This bug was filed from the Socorro interface and is report bp-bc93d3d2-ea43-41d7-8bcf-6c7ad0171128. ============================================================= Top 10 frames of crashing thread: 0 xul.dll NS_ABORT_OOM xpcom/base/nsDebugImpl.cpp:620 1 xul.dll nsPresArena::Allocate layout/base/nsPresArena.cpp:148 2 xul.dll nsDisplayListBuilder::CreateClipChainIntersection layout/painting/nsDisplayList.cpp:1614 3 xul.dll nsDisplayListBuilder::CopyWholeChain layout/painting/nsDisplayList.cpp:1622 4 xul.dll nsDisplayListBuilder::MarkOutOfFlowFrameForDisplay layout/painting/nsDisplayList.cpp:1200 5 xul.dll nsDisplayListBuilder::MarkFramesForDisplayList layout/painting/nsDisplayList.cpp:1477 6 xul.dll nsIFrame::MarkAbsoluteFramesForDisplayList layout/generic/nsFrame.cpp:3767 7 xul.dll nsIFrame::BuildDisplayListForChild layout/generic/nsFrame.cpp:3664 8 xul.dll nsFlexContainerFrame::BuildDisplayList layout/generic/nsFlexContainerFrame.cpp:2267 9 xul.dll nsIFrame::BuildDisplayListForChild layout/generic/nsFrame.cpp:3717 ============================================================= out of memory crashes on windows with BuildDisplayListForChild in their proto signature are rising in the 58 cycle. on 58.0b there are around 150 daily more daily reports of this than before: https://crash-stats.mozilla.com/signature/?product=Firefox&submitted_from_infobar=%21__true__&proto_signature=~BuildDisplayListForChild&release_channel=beta&signature=OOM%20%7C%20small&date=%3E%3D2017-08-01#graphs during the 58 nightly cycle these crashes started spiking up around 2017-10-30: https://crash-stats.mozilla.com/signature/?product=Firefox&submitted_from_infobar=%21__true__&proto_signature=~BuildDisplayListForChild&release_channel=nightly&signature=OOM%20%7C%20small&date=%3E%3D2017-08-01#graphs
Jet, can you find someone to take a look?
(wondering if we started experiments with RDL on beta yet...)
Bug 1411881 landed around the time this spiked on Nightly.
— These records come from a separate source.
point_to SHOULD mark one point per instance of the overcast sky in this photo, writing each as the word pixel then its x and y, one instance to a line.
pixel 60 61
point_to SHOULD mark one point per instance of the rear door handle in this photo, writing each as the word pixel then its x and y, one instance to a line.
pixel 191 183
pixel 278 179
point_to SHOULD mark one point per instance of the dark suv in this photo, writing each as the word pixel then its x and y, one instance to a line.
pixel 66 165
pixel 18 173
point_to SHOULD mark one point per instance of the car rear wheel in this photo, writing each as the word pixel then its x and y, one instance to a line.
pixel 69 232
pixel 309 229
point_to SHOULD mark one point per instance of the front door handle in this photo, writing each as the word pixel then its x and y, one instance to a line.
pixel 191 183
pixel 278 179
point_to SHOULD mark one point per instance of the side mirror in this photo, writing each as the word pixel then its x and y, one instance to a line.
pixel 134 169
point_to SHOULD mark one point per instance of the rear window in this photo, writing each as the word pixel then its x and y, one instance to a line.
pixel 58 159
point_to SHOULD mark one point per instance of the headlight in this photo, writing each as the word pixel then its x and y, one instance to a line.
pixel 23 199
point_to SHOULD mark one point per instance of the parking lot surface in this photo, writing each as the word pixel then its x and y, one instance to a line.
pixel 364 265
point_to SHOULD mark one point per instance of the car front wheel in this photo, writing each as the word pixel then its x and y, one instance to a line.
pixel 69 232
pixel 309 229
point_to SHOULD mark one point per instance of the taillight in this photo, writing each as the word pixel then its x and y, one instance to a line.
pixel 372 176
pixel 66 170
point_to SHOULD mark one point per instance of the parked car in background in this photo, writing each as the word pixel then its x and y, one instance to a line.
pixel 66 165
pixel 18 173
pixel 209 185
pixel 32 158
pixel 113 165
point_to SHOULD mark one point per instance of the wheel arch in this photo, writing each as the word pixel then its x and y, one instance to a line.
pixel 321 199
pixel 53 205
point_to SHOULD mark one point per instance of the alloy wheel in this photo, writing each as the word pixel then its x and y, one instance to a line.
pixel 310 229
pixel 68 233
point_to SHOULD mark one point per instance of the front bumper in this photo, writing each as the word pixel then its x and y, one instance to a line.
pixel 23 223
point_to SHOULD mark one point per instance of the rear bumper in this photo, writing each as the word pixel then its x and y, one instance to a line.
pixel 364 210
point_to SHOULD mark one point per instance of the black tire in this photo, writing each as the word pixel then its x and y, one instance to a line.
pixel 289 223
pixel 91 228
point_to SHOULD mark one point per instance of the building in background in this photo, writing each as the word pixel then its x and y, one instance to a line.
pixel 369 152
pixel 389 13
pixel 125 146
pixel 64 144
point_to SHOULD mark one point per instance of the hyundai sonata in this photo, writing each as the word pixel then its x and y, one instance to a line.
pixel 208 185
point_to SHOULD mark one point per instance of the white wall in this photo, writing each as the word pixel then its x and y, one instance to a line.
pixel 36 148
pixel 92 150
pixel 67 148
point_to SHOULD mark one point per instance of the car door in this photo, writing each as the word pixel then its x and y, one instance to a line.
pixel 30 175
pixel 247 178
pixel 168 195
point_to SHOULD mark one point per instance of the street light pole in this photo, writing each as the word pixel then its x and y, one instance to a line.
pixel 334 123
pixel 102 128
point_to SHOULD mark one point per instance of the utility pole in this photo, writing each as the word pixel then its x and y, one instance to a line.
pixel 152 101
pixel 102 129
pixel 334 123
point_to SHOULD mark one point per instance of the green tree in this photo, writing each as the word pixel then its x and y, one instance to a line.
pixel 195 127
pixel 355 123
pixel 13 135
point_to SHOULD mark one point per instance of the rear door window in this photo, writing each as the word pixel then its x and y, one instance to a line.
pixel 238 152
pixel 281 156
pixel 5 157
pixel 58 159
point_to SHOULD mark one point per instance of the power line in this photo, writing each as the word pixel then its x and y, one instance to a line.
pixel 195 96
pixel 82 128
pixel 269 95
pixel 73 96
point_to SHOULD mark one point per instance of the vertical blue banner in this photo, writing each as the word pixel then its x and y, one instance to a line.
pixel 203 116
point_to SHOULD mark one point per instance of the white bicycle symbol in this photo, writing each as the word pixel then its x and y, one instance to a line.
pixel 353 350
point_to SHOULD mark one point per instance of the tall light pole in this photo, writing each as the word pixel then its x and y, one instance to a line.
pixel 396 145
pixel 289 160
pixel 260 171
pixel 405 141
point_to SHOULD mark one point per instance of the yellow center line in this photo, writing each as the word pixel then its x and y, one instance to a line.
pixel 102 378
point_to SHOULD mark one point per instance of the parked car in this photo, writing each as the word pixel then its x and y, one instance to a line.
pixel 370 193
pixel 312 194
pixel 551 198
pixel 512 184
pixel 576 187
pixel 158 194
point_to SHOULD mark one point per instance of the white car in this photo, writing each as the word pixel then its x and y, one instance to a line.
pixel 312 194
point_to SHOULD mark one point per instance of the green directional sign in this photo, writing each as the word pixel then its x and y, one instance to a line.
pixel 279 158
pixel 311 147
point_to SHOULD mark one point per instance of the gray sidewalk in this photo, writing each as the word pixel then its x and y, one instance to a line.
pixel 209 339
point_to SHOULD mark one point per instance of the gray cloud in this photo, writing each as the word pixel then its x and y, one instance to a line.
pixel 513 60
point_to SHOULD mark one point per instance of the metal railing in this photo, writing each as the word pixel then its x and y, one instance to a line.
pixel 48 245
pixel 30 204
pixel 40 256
Maybe related? Otherwise, below is a very rough pushlog range for around the time this regressed. A few other display list changes in there too. https://hg.mozilla.org/mozilla-central/pushloghtml?startdate=2017-10-29&enddate=2017-10-31
(In reply to Mike Taylor [:miketaylr] (58 Regression Engineering Owner) from comment #2) > (wondering if we started experiments with RDL on beta yet...) layout.display-list.retain is still false in 59.0b8. Matt, is there any correlation with refactoring in code around that may not be guarded by the pref?
Matt, any ideas?
(oops, accidentally cleared ni?)
I'm working on trying to narrow this down. Crash reports themselves don't show a lot, most look like normal OOM, though some seem to be OOM crashes with fairly low memory usage. It's possible that there are multiple issues causing this. Do we know if any other OOM signatures dropped around this time?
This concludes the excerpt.